"Can't you forget those orders, and persuade her to make an exception for us?" As he spoke, Manners took from his pocket a cigarette-case and extracted from it a twenty-dollar bill.
It would have been simple—physically—to push past the spinster-like person in black, but Jack could more easily have got over a high stone wall. Luckily she liked the look of the bank-note.
"I might try, sir," she hesitated. "If trying's worth twenty dollars to you."
"It is," he replied, promptly.
The money changed hands.
The woman in black silk ceased to bar the entrance with her neat person.
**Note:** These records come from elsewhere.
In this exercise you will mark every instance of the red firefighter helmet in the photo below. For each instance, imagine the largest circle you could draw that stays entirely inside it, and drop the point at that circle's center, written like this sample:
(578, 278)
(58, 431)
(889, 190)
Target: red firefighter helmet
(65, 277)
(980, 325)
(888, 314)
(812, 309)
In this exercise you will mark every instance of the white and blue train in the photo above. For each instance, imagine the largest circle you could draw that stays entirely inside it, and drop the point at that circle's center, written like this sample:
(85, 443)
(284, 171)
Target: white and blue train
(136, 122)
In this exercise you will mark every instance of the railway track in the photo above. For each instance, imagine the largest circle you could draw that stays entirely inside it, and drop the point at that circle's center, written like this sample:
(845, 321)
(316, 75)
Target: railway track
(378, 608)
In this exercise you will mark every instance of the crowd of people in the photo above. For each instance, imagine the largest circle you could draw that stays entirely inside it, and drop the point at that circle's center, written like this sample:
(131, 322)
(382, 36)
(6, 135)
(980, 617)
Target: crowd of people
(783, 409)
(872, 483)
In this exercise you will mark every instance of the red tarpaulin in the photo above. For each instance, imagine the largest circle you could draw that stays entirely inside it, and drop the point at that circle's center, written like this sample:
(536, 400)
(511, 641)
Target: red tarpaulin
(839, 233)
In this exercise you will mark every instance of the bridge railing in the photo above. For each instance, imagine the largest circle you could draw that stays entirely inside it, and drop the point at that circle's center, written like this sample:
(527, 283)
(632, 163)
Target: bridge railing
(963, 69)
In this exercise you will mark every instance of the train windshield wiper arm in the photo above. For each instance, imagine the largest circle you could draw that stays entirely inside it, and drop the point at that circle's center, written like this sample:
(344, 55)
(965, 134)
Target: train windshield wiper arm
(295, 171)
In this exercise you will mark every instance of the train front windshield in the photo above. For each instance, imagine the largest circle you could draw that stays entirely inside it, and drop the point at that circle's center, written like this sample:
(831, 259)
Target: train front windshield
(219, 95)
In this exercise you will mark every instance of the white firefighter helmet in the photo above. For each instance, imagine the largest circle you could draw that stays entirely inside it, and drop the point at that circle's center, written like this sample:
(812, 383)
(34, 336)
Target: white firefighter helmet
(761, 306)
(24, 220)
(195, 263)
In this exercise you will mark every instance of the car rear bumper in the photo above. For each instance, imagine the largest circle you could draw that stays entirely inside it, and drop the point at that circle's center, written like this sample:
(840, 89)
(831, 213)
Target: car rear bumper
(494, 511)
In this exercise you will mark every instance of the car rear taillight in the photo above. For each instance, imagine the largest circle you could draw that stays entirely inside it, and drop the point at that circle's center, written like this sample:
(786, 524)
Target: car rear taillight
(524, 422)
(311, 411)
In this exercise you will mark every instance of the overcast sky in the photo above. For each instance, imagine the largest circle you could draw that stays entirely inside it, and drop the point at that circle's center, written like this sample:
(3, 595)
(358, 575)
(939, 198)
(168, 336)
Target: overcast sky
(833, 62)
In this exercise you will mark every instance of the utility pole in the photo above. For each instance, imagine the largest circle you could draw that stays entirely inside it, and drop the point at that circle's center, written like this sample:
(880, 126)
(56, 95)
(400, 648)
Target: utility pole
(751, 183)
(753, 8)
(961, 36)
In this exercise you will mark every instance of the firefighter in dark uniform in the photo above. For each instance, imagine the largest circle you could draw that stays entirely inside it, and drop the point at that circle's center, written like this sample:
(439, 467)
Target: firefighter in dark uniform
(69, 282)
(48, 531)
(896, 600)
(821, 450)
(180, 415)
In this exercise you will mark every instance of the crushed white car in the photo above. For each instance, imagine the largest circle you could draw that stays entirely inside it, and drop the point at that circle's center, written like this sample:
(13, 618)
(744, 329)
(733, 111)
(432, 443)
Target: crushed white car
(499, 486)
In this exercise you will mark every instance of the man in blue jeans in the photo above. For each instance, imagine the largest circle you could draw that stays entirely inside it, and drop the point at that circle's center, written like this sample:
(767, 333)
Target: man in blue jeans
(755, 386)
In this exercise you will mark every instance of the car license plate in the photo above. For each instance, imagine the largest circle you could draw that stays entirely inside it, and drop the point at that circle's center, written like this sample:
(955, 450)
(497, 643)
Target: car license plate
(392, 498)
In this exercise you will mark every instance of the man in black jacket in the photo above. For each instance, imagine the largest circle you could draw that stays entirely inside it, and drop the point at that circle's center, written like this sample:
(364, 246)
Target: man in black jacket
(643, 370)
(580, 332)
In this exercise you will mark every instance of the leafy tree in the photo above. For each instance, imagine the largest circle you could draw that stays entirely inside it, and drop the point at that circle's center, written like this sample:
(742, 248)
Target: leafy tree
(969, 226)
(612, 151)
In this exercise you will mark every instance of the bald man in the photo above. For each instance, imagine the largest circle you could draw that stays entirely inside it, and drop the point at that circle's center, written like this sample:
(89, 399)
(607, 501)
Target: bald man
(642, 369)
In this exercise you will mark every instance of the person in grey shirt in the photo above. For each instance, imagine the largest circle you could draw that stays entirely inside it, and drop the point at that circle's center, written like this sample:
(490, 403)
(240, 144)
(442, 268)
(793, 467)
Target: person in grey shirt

Jack walked into the flat, Nickson after him.
Again there was hesitation. Evidently their guide was not sure where she ought to put them. Jack imagined that he could read her thoughts. She feared to lead the forbidden visitors into the ordinary waiting-room. Either there was someone there, or something that ought not to be seen; or the room was next the one where Madame Veno was with her "last client"—Juliet! In that case, words might be overheard through a wall or door.
As he and Nick were invited into a dining room, Manners counted three doors on the opposite side of the hall, all closed. Behind one of those he believed Juliet to be hidden at that moment, probably in process of being blackmailed. He made up his mind quickly as to a plan of action, already half-decided on between Nickson and himself.
"We're in no great hurry, so long as we see Madame sooner or later," he told the woman who had let them in. "We wouldn't think of having you interrupt her."